North Island: Sheltered places on lava-streams. Mount Wellington and Mount Eden, &c., Auckland Isthmus; once very plentiful, but now becoming rare. Originally discovered by Mr. Colenso. September–November.

A common Australian plant, and possibly introduced from thence in the very early days of the colony. The typical state of the species, which is a much larger and stouter plant, with a very different aspect, has become naturalised in fields and waste places throughout the colony.


4. CALTHA, Linn.

Glabrous tufted perennial herbs; rootstock creeping. Leaves all or chiefly radical, oblong, ovate or rounded, cordate at the base or 2-lobed with the lobes turned upwards. Scape 1- or few-flowered. Sepals 5 or more, petaloid, usually deciduous. Petals wanting. Stamens numerous. Carpels several, sessile; ovules several or many, attached in 2 series to the ventral suture. Follicles 6 or more in a head, spreading, several- or many-seeded, opening along the inner face.

A small genus of 8–10 species, found in the temperate regions of both hemispheres. The southern species belong to the section Psychrophila, distinguished by the turned-up basal lobes or auricles of the leaves.

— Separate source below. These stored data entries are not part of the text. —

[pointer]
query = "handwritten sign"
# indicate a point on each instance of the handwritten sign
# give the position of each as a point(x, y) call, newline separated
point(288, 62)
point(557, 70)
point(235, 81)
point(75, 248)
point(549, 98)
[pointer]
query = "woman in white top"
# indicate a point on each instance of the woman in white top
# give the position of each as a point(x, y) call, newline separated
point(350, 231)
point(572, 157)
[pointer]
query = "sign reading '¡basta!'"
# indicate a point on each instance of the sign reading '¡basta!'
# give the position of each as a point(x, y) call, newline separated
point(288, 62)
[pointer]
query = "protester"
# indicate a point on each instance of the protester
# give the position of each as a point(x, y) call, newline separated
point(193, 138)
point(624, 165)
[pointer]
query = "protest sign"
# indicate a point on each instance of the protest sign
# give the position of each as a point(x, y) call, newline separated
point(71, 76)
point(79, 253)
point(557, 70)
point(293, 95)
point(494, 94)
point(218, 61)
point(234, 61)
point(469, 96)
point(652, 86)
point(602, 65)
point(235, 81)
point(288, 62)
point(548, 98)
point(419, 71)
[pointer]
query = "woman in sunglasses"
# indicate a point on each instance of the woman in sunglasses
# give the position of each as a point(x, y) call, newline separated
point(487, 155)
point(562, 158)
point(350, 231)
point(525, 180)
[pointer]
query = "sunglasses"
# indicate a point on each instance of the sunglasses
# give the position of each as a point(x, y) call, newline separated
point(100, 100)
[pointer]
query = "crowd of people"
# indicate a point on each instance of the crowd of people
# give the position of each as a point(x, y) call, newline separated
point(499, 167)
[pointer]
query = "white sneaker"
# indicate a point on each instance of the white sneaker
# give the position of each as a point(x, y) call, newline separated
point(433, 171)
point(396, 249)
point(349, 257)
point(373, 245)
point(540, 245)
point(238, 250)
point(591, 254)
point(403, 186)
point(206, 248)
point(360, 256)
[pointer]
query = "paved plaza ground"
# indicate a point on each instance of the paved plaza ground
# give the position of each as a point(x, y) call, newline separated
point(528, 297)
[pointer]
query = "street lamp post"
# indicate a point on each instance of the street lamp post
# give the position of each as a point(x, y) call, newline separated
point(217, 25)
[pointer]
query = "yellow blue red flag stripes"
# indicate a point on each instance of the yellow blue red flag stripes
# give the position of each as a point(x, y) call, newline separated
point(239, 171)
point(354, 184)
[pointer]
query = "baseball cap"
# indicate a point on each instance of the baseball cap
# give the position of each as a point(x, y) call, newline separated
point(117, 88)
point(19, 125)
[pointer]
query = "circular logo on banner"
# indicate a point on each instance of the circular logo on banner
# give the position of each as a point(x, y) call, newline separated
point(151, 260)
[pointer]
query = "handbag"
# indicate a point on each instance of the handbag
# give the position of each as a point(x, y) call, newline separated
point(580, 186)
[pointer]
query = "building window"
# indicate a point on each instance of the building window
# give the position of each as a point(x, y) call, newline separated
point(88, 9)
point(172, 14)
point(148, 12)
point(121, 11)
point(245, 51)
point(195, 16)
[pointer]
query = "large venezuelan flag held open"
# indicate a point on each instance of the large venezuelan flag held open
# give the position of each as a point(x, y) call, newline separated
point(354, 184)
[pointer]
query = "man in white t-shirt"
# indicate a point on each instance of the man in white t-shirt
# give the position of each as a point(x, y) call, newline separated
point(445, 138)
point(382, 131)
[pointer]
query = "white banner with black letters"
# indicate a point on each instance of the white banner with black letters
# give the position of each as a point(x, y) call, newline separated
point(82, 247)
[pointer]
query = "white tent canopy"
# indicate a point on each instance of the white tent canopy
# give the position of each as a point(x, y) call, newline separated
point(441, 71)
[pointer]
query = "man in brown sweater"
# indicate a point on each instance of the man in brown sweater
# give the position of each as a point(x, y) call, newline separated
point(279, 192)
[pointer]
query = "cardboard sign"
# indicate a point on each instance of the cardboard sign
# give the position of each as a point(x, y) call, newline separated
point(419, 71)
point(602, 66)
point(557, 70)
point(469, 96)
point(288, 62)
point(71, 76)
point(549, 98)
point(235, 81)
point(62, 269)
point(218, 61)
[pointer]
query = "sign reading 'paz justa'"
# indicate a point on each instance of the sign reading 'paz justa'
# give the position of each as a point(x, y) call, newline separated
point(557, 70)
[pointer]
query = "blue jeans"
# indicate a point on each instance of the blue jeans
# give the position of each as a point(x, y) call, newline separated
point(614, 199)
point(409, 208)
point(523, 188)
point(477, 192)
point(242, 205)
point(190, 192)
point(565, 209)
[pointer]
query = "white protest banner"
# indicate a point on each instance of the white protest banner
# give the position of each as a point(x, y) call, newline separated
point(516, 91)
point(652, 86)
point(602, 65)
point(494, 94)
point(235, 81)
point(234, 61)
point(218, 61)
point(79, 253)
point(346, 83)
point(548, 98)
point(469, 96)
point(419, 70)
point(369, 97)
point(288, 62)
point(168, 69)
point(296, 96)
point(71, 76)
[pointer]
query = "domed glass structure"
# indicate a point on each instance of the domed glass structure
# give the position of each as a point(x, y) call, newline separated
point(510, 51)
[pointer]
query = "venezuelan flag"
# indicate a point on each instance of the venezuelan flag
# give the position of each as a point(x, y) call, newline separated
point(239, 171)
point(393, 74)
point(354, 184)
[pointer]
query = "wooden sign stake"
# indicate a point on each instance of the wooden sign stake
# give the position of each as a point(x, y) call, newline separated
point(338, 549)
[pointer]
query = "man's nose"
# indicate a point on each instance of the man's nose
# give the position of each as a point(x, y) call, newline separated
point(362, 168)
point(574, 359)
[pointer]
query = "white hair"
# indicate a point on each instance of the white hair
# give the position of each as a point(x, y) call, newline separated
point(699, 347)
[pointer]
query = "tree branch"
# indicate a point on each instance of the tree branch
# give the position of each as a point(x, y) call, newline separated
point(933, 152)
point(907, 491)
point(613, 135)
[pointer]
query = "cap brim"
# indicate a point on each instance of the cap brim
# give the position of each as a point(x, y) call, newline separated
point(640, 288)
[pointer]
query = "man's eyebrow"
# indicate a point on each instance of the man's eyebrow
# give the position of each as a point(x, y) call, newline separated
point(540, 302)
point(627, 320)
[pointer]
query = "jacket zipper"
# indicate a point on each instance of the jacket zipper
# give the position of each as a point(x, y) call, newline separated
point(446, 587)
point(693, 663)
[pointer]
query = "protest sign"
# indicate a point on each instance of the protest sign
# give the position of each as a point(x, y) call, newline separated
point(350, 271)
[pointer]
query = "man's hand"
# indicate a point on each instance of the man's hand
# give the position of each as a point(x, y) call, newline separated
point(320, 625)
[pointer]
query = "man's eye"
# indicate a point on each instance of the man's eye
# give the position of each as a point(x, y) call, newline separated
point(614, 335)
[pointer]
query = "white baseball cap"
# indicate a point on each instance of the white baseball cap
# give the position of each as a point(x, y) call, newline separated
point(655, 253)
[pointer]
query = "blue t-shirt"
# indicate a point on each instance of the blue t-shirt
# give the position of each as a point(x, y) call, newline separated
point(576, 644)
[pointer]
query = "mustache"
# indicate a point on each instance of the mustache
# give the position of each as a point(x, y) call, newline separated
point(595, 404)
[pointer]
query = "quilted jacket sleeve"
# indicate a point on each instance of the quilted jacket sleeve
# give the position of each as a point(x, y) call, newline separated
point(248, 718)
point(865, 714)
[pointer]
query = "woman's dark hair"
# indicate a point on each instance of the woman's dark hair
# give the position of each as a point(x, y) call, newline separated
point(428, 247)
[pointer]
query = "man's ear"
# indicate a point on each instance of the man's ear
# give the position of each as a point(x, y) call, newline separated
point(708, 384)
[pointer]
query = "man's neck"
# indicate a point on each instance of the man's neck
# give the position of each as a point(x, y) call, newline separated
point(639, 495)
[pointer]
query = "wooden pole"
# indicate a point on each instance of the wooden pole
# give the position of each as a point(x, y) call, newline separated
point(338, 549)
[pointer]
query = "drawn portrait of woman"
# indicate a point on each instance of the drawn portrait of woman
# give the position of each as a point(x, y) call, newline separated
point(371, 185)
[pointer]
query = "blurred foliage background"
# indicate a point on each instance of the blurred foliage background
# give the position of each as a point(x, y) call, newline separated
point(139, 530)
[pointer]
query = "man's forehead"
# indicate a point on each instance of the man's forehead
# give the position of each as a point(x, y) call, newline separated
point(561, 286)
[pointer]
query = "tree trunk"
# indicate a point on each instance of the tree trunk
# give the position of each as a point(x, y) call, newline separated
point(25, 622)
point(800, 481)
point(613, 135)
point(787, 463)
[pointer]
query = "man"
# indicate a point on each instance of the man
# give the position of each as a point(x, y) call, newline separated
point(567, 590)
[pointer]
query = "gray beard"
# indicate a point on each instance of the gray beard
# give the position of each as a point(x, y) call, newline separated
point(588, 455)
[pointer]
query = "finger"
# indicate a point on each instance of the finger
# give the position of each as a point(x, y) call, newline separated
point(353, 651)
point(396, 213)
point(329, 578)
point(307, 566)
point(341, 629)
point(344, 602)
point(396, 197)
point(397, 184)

Both the New Zealand species are endemic, although closely allied to the Australian and Tasmanian C. introloba.

Leaves entire or sinuate. Flowers yellow. Sepals linear-subulate, tapering from the base into almost caudate points 1. C. novæ-zealandiæ.
Leaves dentate. Flowers white. Sepals oblong, obtuse or subacute, broadest above the middle 2. C. obtusa.